EXCESS – Execution Models for Energy-Efficient Computing Systems

Computing technology is currently at the beginning of the disruptive transition from petascale to exascale (2010 – 2020), posing a great challenge on energy efficiency. Future computing systems will be constrained by power/energy and will feature massive parallelism, heterogeneity, and heavy exploitation of data locality. Existing approaches to current system design tend to focus on individual layers of the system stack, leaving performance and energy potentials unused that could be leveraged by coordinated system-wide optimization.

The EXCESS project aims at providing radically new energy execution models forming foundations for energy-efficient computing paradigms that will enable significant improvements in energy efficiency for computing systems.

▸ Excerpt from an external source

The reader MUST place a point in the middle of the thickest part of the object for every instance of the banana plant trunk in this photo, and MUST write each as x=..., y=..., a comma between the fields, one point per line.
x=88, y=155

A holistic approach that involves both hardware and software aspects together has the best chances to successfully address the energy efficiency problem and discover innovative solutions. EXCESS proposed models will bridge embedded processor models with general purpose ones.

EXCESS will take a holistic approach and will introduce novel-programming methodologies to drastically simplify the development of energy-aware applications that will be energy-portable in a wide range of computing systems while preserving relevant aspects of performance. EXCESS aims at bridging the gaps between embedded computing and HPC by novel models that will allow for holistic optimization across all the layers of the computer system.

EXCESS is a European Union FP7 project (2013 – 2016) with total cost of 3.3M euro. In the EXCESS project, the Arctic Green Computing group is the leader of the work package on energy-efficient data structures and algorithms.